Cardiac Transplantation

We undertook heterotopic cardiac allografting using BALB/c mice as donors and WT or Mef2c-/- C57BL/6 mice as recipients. On the day of engraftment, recipients were treated i.v. with CD154 mAb (Bio X Cell, clone MR-1, #BE0017-1, 200 µg) plus 5×106 donor splenocytes (DST) (24). Allograft survival was monitored by palpation of ventricular contractions and subsequently confirmed by histological evaluation.

ChIP Assays

Each ChIP was performed using 3×106 Tregs. After 15’ of fixation with 1% formaldehyde and 30 cycles of sonication (30 sec ON and 30 sec OFF, Bioruptor, Diagenode), the resulting chromatin was immunoprecipitated using Abs against H3K27ac (2µg, Abcam #ab4729), Mef2d (5 µg, BD, # 610774), Mef2c (5 µg) (25), and Hdac9 (5 µg) (23). The immunoprecipitated DNA was purified and analyzed by qPCR (SYBR green, KAPA).

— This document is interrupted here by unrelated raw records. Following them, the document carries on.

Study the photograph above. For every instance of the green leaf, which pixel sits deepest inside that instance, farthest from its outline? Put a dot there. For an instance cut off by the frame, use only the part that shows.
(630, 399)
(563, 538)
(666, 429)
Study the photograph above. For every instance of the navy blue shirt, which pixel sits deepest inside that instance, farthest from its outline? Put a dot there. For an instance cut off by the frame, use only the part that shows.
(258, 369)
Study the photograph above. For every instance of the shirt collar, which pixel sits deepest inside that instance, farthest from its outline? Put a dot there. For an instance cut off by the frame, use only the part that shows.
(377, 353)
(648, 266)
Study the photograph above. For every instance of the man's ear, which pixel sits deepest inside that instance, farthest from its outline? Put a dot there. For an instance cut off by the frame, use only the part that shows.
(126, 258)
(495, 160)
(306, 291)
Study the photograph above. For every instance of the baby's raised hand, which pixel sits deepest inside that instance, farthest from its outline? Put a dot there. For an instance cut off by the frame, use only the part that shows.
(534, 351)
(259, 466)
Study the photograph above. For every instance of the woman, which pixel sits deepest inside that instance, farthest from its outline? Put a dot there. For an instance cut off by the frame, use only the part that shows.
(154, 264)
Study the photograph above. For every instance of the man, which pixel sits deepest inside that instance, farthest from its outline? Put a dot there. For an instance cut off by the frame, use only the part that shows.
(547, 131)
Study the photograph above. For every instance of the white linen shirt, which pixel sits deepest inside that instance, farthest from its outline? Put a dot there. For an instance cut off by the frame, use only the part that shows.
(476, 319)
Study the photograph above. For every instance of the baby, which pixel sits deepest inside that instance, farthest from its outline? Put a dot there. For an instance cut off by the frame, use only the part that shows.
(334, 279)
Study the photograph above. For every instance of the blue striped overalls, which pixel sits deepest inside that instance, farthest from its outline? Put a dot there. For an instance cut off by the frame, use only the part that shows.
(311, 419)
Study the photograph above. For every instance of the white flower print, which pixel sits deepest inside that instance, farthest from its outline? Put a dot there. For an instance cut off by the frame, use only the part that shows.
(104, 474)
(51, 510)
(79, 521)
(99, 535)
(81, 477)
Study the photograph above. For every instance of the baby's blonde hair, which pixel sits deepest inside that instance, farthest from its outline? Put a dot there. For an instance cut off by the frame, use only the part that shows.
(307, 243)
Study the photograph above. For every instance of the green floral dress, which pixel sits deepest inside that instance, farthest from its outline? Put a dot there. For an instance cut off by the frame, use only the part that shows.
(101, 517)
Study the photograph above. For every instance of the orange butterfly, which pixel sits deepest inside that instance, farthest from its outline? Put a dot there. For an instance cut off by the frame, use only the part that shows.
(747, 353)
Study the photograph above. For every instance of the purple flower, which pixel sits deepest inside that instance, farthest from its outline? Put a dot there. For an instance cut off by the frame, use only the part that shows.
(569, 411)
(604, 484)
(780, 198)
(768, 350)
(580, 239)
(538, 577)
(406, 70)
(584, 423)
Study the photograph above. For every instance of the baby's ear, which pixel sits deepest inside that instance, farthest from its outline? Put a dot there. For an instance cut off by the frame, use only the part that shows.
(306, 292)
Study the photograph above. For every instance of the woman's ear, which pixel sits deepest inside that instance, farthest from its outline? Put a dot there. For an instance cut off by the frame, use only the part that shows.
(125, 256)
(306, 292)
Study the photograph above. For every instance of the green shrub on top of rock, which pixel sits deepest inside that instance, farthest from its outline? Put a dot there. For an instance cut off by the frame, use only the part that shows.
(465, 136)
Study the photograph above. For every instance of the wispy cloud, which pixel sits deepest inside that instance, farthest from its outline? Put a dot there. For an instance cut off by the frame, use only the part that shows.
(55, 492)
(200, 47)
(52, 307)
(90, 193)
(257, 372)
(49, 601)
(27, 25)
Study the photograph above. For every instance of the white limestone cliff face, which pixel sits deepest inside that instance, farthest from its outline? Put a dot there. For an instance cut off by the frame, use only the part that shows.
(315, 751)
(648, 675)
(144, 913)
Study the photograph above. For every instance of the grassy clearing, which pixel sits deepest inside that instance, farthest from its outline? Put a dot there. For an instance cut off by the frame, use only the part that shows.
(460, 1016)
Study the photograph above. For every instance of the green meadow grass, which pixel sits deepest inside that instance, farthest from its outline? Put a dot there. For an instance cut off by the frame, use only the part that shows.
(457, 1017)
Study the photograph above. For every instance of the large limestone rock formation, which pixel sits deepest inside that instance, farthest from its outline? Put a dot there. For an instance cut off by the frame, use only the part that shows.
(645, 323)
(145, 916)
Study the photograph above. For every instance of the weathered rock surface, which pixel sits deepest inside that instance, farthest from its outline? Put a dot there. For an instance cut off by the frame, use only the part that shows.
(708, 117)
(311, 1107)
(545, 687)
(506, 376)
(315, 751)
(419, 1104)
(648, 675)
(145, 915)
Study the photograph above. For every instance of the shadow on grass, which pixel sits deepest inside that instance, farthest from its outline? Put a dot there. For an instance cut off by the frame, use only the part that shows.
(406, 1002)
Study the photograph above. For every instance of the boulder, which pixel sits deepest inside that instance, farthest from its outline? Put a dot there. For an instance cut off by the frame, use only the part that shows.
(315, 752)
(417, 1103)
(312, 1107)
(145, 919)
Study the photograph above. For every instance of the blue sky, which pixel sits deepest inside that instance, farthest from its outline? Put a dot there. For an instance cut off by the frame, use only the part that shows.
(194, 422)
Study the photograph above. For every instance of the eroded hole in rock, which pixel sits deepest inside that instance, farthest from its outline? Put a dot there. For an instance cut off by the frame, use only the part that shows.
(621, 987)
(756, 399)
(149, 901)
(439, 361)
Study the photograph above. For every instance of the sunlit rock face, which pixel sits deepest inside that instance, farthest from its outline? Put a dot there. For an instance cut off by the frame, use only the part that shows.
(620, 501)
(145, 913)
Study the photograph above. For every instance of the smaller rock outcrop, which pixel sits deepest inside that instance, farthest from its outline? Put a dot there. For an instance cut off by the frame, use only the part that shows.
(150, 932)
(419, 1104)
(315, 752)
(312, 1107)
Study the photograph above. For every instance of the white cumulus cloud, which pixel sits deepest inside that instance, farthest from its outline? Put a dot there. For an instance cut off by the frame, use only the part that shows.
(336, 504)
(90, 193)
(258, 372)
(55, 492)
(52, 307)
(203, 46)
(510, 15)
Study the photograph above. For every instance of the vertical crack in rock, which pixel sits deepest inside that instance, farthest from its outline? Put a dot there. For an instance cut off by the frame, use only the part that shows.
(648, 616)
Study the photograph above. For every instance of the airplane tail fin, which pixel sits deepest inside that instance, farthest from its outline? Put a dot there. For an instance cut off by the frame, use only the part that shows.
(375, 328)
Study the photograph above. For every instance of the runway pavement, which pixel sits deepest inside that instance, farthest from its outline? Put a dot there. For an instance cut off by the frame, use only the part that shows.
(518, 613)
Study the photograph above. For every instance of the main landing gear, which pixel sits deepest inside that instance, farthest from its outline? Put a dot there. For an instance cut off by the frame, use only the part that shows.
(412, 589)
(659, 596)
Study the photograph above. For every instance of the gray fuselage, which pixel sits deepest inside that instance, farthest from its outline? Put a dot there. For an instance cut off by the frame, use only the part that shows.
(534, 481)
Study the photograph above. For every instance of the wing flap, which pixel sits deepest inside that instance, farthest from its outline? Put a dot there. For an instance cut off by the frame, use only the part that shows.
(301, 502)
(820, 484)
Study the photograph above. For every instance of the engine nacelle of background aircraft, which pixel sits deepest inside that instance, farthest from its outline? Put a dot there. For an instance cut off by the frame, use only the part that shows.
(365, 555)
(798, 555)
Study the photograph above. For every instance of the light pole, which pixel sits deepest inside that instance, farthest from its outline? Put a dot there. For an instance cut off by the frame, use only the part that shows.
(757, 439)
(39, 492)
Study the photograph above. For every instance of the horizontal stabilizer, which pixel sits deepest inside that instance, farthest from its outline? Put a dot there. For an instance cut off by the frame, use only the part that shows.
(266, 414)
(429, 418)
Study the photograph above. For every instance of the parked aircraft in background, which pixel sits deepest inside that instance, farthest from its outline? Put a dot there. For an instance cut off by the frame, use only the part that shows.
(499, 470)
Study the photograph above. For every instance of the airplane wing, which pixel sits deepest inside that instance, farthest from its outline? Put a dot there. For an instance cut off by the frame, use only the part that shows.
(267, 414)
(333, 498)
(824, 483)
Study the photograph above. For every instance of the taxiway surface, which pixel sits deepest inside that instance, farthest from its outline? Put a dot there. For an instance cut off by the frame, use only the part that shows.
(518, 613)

RNA-Seq and Real-Time qPCR

RNeasy kits (QIAGEN) were used to isolate mRNA. mRNA with a RIN>7 were used to prepare libraries and perform RNA-sequencing by Novogene (Sacramento, CA) on the Illumina Platform PE150. The edgeR package was used to identify the differentially expressed genes (p-value <0.05 and fold change >1.3). GSEA (26) was performed to interrogate datasets with defined genesets, as described (27). The expression levels of individual genes were verified by qPCR. For this purpose, RNA was reverse transcribed to cDNA (Applied Biosystems) and Taqman primers and probe sets were used to perform RT-qPCR. Data were normalized to endogenous 18s and relative expression was determined by the formula 2–ΔCT.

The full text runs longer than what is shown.